- 17
- May
2010
"Family, money and death are a combustible combination" -- Attorney Les Kotzer, author of Where There's an Inheritance...
Poorly executed wills can cause devastating family feuds. The survivors can end up spending enormous amounts on attorney fees in order to fight each other. They build up difficult-to-erase hard feelings and waste years distracted over the battles. It is all too common for entire inheritances to be eaten up by conflict over who should have gotten what.
Here are some tips on how to avoid future conflict:
- Earmark the stuff. Your heirs may have feelings about your personal possessions that you are not even aware of. They may not be able to work out among themselves how to divide specific items. Family china, silver, portraits, collections, knick-knacks and other one-of-a-kind family items can be emotional flashpoints.

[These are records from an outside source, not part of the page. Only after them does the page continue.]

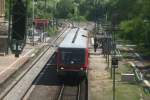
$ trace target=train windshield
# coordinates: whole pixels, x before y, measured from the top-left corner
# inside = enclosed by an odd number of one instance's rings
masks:
[[[84,64],[85,49],[61,49],[60,62],[62,64]]]

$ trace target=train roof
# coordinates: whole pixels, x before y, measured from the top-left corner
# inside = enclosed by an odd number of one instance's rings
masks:
[[[87,30],[82,28],[73,28],[60,43],[59,48],[87,48],[87,40]]]

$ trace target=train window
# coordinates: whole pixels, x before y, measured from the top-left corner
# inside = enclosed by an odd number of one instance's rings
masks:
[[[60,61],[62,64],[84,64],[85,50],[84,49],[61,49]]]

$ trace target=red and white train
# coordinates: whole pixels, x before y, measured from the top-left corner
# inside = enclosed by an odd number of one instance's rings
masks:
[[[58,46],[56,58],[59,75],[79,73],[85,76],[88,69],[88,31],[71,29]]]

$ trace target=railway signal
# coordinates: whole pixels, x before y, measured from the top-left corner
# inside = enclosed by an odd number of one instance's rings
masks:
[[[15,57],[19,57],[26,40],[27,1],[10,0],[10,5],[12,5],[10,6],[9,18],[10,48]],[[10,26],[12,26],[12,29]]]

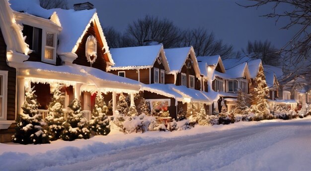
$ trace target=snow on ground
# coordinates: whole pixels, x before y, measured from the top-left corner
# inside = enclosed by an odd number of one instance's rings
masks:
[[[0,170],[309,170],[311,117],[190,130],[0,143]]]

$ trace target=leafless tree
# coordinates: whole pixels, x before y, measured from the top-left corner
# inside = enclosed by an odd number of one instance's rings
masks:
[[[275,18],[276,24],[279,19],[286,19],[288,22],[281,29],[290,30],[294,26],[300,28],[292,39],[281,48],[280,51],[289,78],[304,77],[311,80],[311,0],[250,0],[253,4],[238,5],[246,8],[271,4],[272,11],[262,16]],[[291,10],[280,11],[281,6],[289,5]]]
[[[45,9],[62,8],[68,9],[67,0],[40,0],[40,5]]]
[[[280,51],[271,45],[271,42],[265,41],[248,41],[246,48],[242,48],[241,56],[247,56],[252,59],[261,59],[263,64],[280,66],[281,54]]]
[[[132,45],[144,45],[149,41],[161,43],[166,48],[176,46],[181,39],[180,29],[167,19],[147,15],[129,24],[125,34]]]
[[[197,56],[220,55],[226,58],[233,55],[232,45],[217,40],[213,32],[208,33],[202,28],[187,30],[183,33],[181,46],[193,46]]]

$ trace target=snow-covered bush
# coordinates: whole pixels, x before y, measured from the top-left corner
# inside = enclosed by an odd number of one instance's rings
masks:
[[[217,115],[208,115],[206,117],[206,120],[207,120],[207,123],[210,125],[219,124],[218,116]]]
[[[61,99],[62,93],[60,90],[63,86],[58,85],[53,91],[52,101],[49,105],[49,114],[45,118],[47,123],[48,134],[51,141],[60,139],[62,132],[64,129],[63,124],[65,121],[63,107],[64,105]]]
[[[95,135],[107,135],[110,132],[109,119],[104,113],[105,110],[108,111],[108,108],[105,105],[100,92],[98,92],[92,112],[92,119],[89,121],[90,130]]]
[[[80,101],[75,99],[68,106],[70,111],[63,125],[65,129],[62,133],[62,139],[73,141],[78,138],[89,138],[90,131],[88,122],[83,117]]]
[[[22,109],[23,113],[18,115],[16,120],[15,132],[13,141],[23,144],[48,143],[49,136],[42,127],[46,124],[38,112],[37,96],[33,88],[27,88],[25,102]]]
[[[129,110],[129,106],[123,93],[121,93],[119,97],[119,101],[117,103],[117,110],[120,114],[127,115]]]

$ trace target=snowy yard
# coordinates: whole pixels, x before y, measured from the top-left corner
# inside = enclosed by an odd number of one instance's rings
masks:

More than one heir may feel entitled to a specific possession. Better to ask them now if there are things they would like to have, and make your decisions about who should receive those items.
- Name an impartial executor. Many parents choose their oldest adult child as executor, without considering whether one of the other siblings might be better equipped for the task. In any case, naming a child as executor may create resentment in the other siblings. Naming all children as co-executors can create deadlocks. It may be better to appoint an outsider: a trusted family friend or a private fiduciary.
- Consider how your estate may change. The poor economy has provided a painful lesson: your estate may be smaller when you die than it is today. (Of course, it could be bigger also!) Say you had a $500,000 estate and you set aside $100,000 of it to go to charity, with the remainder to go to your children. What if, as the years went by, the estate shrank to $101,000? You would give $100,000 to charity, and $1000 to your children. It is going to be important to set up the will to do what you want regardless of how circumstances change.
- Beware of unintended consequences. A woman left money for the care of her beloved dog, with the remainder going to her brother when the dog died. The brother killed the dog and collected the inheritance. It is safe to say that this was not the intended consequence.